Felicidad sirvió la sopa de pescado con la caceta de la cubertería de los días de fiesta. Lo hizo con cuidado para no manchar el mantel de hilo planchado expresamente para lucirlo en esta noche. Qué fastidioso es esto de estar con mascarilla, dijo, y recibió el beneplácito de Vicente, su marido, que enarcó levemente las cejas. Los niños se removían nerviosos en las sillas. Vicentín apuntaba ya pelusilla en el bigote y Mari Tere estaba en esa etapa en que las muñecas se convierten en confidentes de los secretos más profundos. Felicidad pensaba en la desgracia que suponía para las familias esa pandemia cruel que tenía a todo el mundo trastornado. Nunca había sido una mujer medrosa ni especialmente cauta, pero le preocupaba la presencia de sus padres en la mesa. Y, cómo, les íbamos a dejar solos en una fecha como esta, pensaba mientras acababa de servir precisamente el plato de su madre, Fuencisla, una mujer dicharachera y vivaz a quien costaba mantener el tapabocas quieto, pues era dada a la conversación y las palabras se le enredaban en aquella especie de bozal como la paja en la ceranda que usara de moza. Pascasio, el padre, hombre paciente y domado por la vida, mantenía el tipo con su mascarilla FPP2 bien ajustada. No tenía el problema de su mujer, pues no era hablador, y se limitó a dejar la protección sobre el mantel mientras sorbía la sopa.
El Rey, daba en la televisión su perorata, sin que la familia le dedicara más atención que al balanceo en su jaula del canario o al ronroneo del gato junto al radiador. Cuéntales a los abuelos qué tal vas en el cole, quiso imponer Felicidad a su vástago como por animar un poco aquella reunión un poco atribulada. Y el chico, sin muchas ganas, empezó a contar que le tenía manía don Miguel, y que una niña solo hacía que molestarle con su cháchara en las clases de Inglés. Terminó de hablar el monarca y ahí sí se animó un poco Pascasio con una diatriba contra esa gente que nos come el pan y no hace nada, en un resabio de rebeldía que tenía ya muy olvidada y solo a veces reverdecía un instante, como esos brotes que pugnan por emerger de troncos que todos dan por muertos.

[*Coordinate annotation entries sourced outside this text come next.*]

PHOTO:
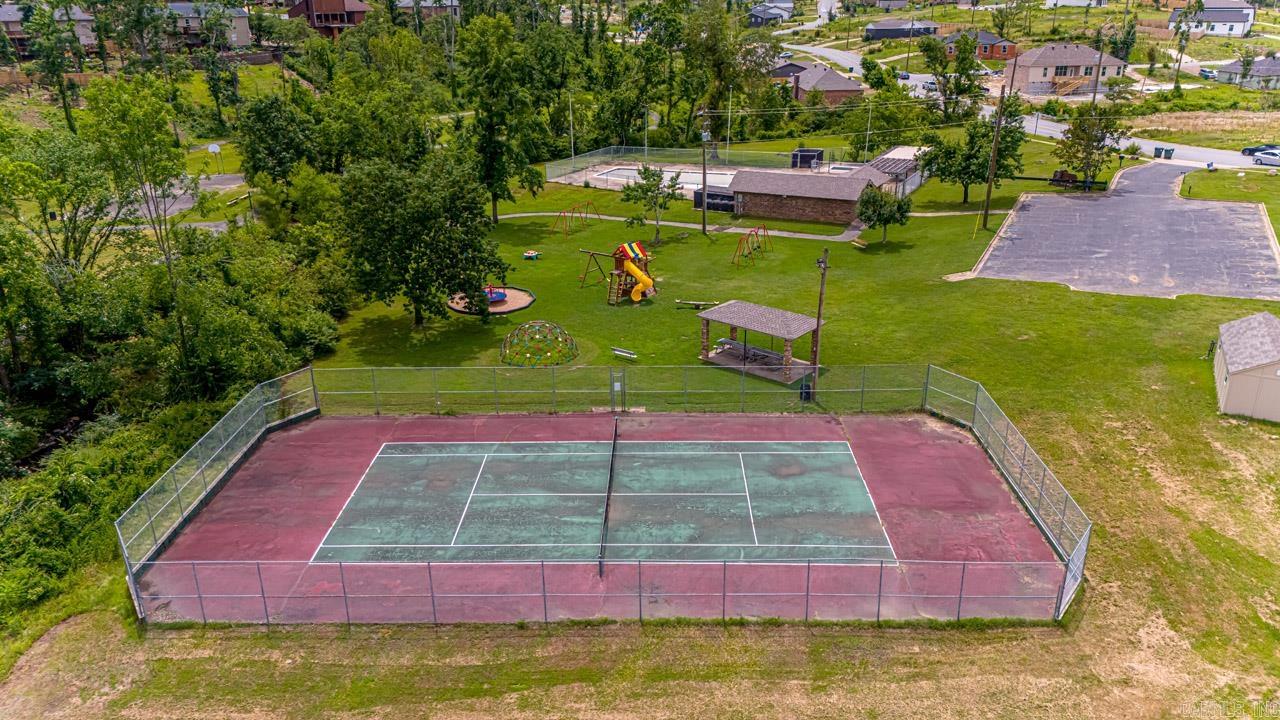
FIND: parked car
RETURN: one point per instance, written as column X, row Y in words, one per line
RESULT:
column 1267, row 158
column 1258, row 149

Fueron pasándose unos a otros los platillos con canapés variados, mientras retiraba Felicidad las cáscaras de los langostinos que había comprado congelados semanas antes, porque no veas cómo abusan en estas fechas. La conversación transcurría en rachas desiguales, como el aire en esos días de marzo en que parece que el dedo de Dios juega con el interruptor de un gran ventilador. Fuencisla arrancó a hablar entre una tostada y otra de salmón, pero fue reprimida por su esposo, que le recomendó no hablar tan alto, por eso del virus, ya sabes.
Felicidad recogió la mesa mientras la tele lanzaba sus destellos de colores e inundaba el ambiente de músicas absurdas. Luego se sentó en el sofá y se dispuso a tomar el tazón de manzanilla de siempre, arrullada por aquellos sonidos como de otro mundo. Fue poco a poco quedando adormilada, mientras en su mente desfilaban imágenes inciertas de sus padres despidiéndose en la puerta, abrígate papá con la bufanda, y de los hijos poniéndose el pijama. Su marido no estaba tampoco, seguramente habría ido como solía a calentarle su lado de la cama.
En la breve gacetilla no mencionaron el detalle, pero a los del 112 les chocó el detalle de aquella mesa con los seis platos tan colocados junto a los cubiertos y las copas, y el primor de las flores del centro. Felicidad tenía la mascarilla perfectamente colocada, por lo que nadie pudo ver la melancólica sonrisa de sus labios.